Воспитание помещичьих детей велось в ту пору по довольно распространенному шаблону, носило какой-то сокращенный, точно заводской, характер и не изобиловало родительским вниманием: детей растили и воспитывали обыкновенно на особой половине сначала кормилицы, а потом няньки и гувернантки или дядьки и гувернеры, потом учили их лет до десяти приходские священники и какие-нибудь “домашние учителя”, нередко из своих же крепостных, а затем их сбывали в учебные заведения, преимущественно в казенные, или в какие-нибудь приготовительные пансионы. Воспитание это и вообще-то нельзя назвать рациональным, а салтыковское тем более из-за суровости домашнего режима и той довольно исключительной семейной обстановки, какая создалась на почве крепостного права, и подчинения бесхарактерного отца практичною, деловитою матерью, которая больше всего думала о хозяйстве. Много видел маленький Салтыков и крепостной, и семейной неправды, оскорблявшей человеческое достоинство и угнетавшей впечатлительную детскую душу; но даровитая натура его не сломилась, а напротив, точно закалялась в испытании и собиралась с силами, чтобы впоследствии широко расправить крылья над человеческою неправдою вообще. Однажды мы заговорили с ним о памяти, – с какого возраста человек начинает помнить себя и окружающее, – и он мне сказал: “А знаете, с какого момента началась моя память? Помню, что меня секут, кто именно, не помню; но секут как следует, розгою, а немка – гувернантка старших моих братьев и сестер – заступается за меня, закрывает ладонью от ударов и говорит, что я слишком еще мал для этого. Было мне тогда, должно быть, года два, не больше”. Вообще, детство Салтыкова не изобилует светлыми впечатлениями.

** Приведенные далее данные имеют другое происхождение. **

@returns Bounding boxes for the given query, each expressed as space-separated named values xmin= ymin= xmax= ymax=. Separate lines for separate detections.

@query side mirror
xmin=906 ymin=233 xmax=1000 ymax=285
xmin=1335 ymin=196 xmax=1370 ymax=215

“Пошехонская старина”, имеющая, несомненно, автобиографическое значение, переполнена самыми грустными красками и дает если не буквально точную, то во всяком случае довольно близкую картину его домашнего воспитания в период до десятилетнего возраста. Михаилу Евграфовичу пришлось расти и учиться отдельно от старших братьев, которые были в то время уже в учебных заведениях, но все-таки он помнил и их детство и испытал на себе, хотя и в меньшей степени, тот же воспитательный уклад, в котором телесные наказания в разных видах и формах являлись главным педагогическим приемом. Детей ставили на колени, рвали за вихры и за уши, секли, а чаще всего кормили подзатыльниками и колотушками как способом более сподручным.
“Припоминается беспрерывный детский плач, неумолкаемые детские стоны за классным столом, – заставляет он говорить своего Затрапезного, – припоминается целая свита гувернантов, следовавших одна за другой и с непонятною для нынешнего времени жестокостью сыпавших колотушками направо и налево… Все они бесчеловечно дрались, а Марью Андреевну (дочь московского немца-сапожника) даже строгая наша мать называла фурией. Так что во все время ее пребывания уши у детей постоянно бывали покрыты болячками”.